Des grands modèles de langage (LLM) aux grands modèles quantitatifs (LQM)
La bataille en cours des géants de la tech sur les LLM est connue de tous. L'ambition sous-jacente est de construire une représentation complète de la connaissance humaine, dans l'espoir d’aboutir à une forme d’IA générale utile au plus grand nombre. Le problème est que le langage est une représentation trop parcellaire et compressée de la réalité pour en capturer toute sa complexité. On tente alors de combler ce vide en y ajoutant des images, du son, des
vidéos.
Une voie complémentaire a récemment émergé : apprendre directement aux IA les équations mathématiques fondamentales des lois de la nature. C'est le concept de Large Quantitative Model (LQM), notamment théorisé par SandboxAQ. En s'ancrant dans les principes scientifiques, ces LQM visent à réduire drastiquement l'incertitude inhérente aux LLM. Ceci leur permet de simuler, prédire et optimiser avec une précision et une fiabilité compatibles avec les
exigences de la biologie, de la chimie ou de la science des matériaux.
Le quantique comme fournisseur de vérité pour l'IA
Les lois physiques les plus précises dont nous disposons aujourd'hui sont celles de la mécanique quantique. Mais leur application numérique, indispensable pour produire des données d’entraînement, impose un arbitrage difficile entre précision et performance. Même les plus puissants supercalculateurs actuels ne peuvent simuler que de petits systèmes avec une grande précision. Au-delà, la complexité exponentielle devient vite ingérable.
C’est ici que la convergence entre quantique et IA entre en jeu. Le calcul quantique génère des représentations précises du monde, mais son coût explose avec la taille du système modélisé. L’IA excelle à extraire des schémas généraux à partir d'une multitude d'exemples, mais sa pertinence dépend de la qualité des données d'entraînement. La synergie est donc naturelle : utiliser le calcul quantique pour générer des "vérités fondamentales" et entraîner l'IA pour
construire un modèle général.
Cette stratégie est déjà à l'œuvre, en utilisant la puissance du calcul haute performance classique. Ce faisant, elle prépare le terrain pour le jour où des ordinateurs quantiques matures pourront fournir des données d'entraînement encore plus précises, sur des systèmes plus complexes, créant un cercle vertueux de renforcement.
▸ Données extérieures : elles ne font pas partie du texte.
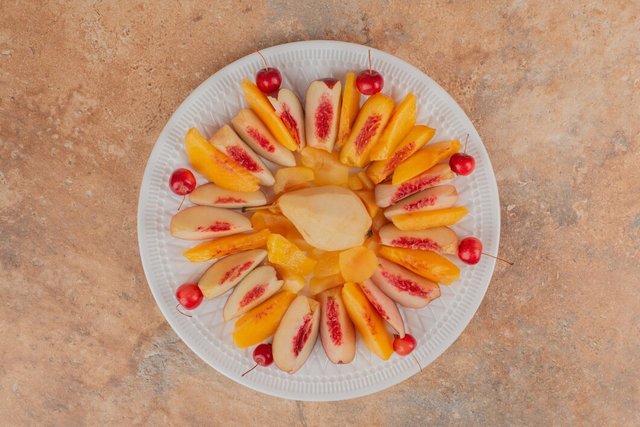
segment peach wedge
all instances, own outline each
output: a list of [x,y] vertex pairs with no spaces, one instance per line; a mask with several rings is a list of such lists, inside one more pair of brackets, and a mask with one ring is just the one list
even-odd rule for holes
[[427,228],[453,225],[469,211],[464,206],[438,209],[436,211],[412,212],[394,216],[391,221],[400,230],[425,230]]
[[276,277],[276,270],[263,265],[253,270],[233,289],[222,310],[224,321],[238,317],[275,294],[282,287],[282,280]]
[[232,255],[249,249],[263,248],[267,245],[269,230],[260,230],[249,234],[234,234],[209,242],[200,243],[184,252],[191,262],[205,262],[225,255]]
[[342,105],[340,106],[340,121],[338,123],[338,136],[336,146],[342,147],[349,134],[351,127],[356,120],[360,110],[360,91],[356,87],[356,73],[349,71],[344,79],[344,90],[342,91]]
[[332,152],[338,133],[342,83],[334,79],[315,80],[305,99],[307,145]]
[[299,295],[282,317],[273,336],[273,361],[293,374],[302,367],[318,339],[320,303]]
[[460,141],[457,139],[429,144],[398,165],[393,172],[391,183],[399,185],[420,175],[460,151],[460,147]]
[[304,132],[304,112],[300,100],[291,89],[282,88],[277,96],[268,96],[269,102],[273,105],[276,115],[280,117],[282,123],[296,141],[298,150],[302,150],[306,145],[306,135]]
[[382,132],[380,140],[371,150],[371,160],[385,160],[416,124],[416,96],[407,94],[393,111],[389,124]]
[[458,236],[448,227],[404,231],[393,224],[387,224],[378,231],[378,234],[380,243],[385,246],[420,249],[448,255],[458,253]]
[[419,191],[435,187],[453,178],[449,165],[440,163],[400,185],[378,184],[375,189],[376,204],[381,208],[398,203]]
[[411,197],[398,202],[398,204],[384,210],[384,216],[393,218],[397,215],[434,211],[450,208],[458,201],[458,191],[453,185],[439,185],[428,188]]
[[267,240],[269,262],[306,276],[316,266],[316,261],[280,234],[272,234]]
[[171,218],[169,231],[185,240],[210,240],[251,230],[251,222],[237,212],[210,206],[191,206]]
[[378,288],[398,304],[422,308],[440,296],[440,287],[404,267],[379,259],[380,266],[371,277]]
[[231,191],[211,182],[193,190],[189,194],[189,200],[196,205],[229,209],[262,206],[267,203],[262,191],[254,191],[253,193]]
[[340,288],[320,294],[320,340],[332,363],[351,363],[356,355],[356,331]]
[[295,166],[293,153],[287,150],[271,135],[271,132],[260,121],[258,116],[248,108],[244,108],[231,119],[233,129],[253,151],[267,160],[280,166]]
[[318,185],[346,185],[349,183],[349,167],[340,163],[337,153],[306,147],[300,153],[300,161],[313,169],[313,181]]
[[215,298],[237,285],[266,257],[264,249],[229,255],[209,267],[198,281],[198,286],[206,299]]
[[450,285],[460,277],[458,266],[435,252],[383,246],[380,255],[432,282]]
[[295,293],[286,290],[278,292],[239,318],[233,327],[236,346],[251,347],[271,337],[295,297]]

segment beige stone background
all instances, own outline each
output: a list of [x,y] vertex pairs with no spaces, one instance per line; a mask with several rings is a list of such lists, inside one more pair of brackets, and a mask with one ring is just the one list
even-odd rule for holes
[[[218,374],[138,257],[175,108],[275,44],[383,49],[439,82],[493,162],[501,254],[435,363],[301,403]],[[0,3],[0,415],[7,425],[639,425],[640,2]]]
L'excellence scientifique face au mur du produit et des données massives
La course mondiale pour bâtir le modèle "quantum AI" de référence est donc bien lancée. La France et l'Europe sont particulièrement bien positionnées, et démontrent une avance scientifique grâce à leur écosystème de recherche de premier plan. Un exemple notable est la publication récente, par Qubit Pharmaceuticals et Sorbonne Université, du premier LQM (FeNNix-Bio1) permettant la simulation moléculaire directement à partir des principes physiques fondamentaux des électrons. Ce modèle permet de prédire les interactions chimiques et les réactions physiques avec une fidélité jamais atteinte par les logiciels de modélisation traditionnels. Il représente ainsi d’ores et déjà un changement de paradigme pour la chimie pharmaceutique, et ouvre la voie vers un modèle de fondation aux capacités générales.
L’histoire du numérique démontre néanmoins que cette excellence scientifique n’est jamais suffisante. Il faut savoir la transformer en un produit désirable, intelligible et pouvant apporter une valeur tangible à un grand nombre d’utilisateurs. La complexité scientifique doit s’effacer et seule l'excellence produit et opérationnelle nous évitera d'être distancés sur le terrain du leadership technologique. Ceci requiert une vision claire, une discipline d'exécution et une
maîtrise technique absolue, en particulier dans la gestion de données massives. Les calculs quantiques génèrent en effet des volumes de données scientifiques se chiffrant en dizaines de pétaoctets – un défi d'ingénierie majeur nécessitant des pipelines robustes, extensibles et auditables.
Un appel aux bâtisseurs du futur scientifique
Cette transformation de l’excellence scientifique en leadership technologique est exigeante. Elle requiert des compétences et des savoir-faire pointus.
Si vous êtes de ceux qui croient que la prochaine révolution scientifique se construira à l'intersection de la recherche fondamentale, de l'IA et d'une approche produit rigoureuse et créative, alors l'aventure ne fait que commencer. Le chantier est immense, mais il est à la mesure des enjeux.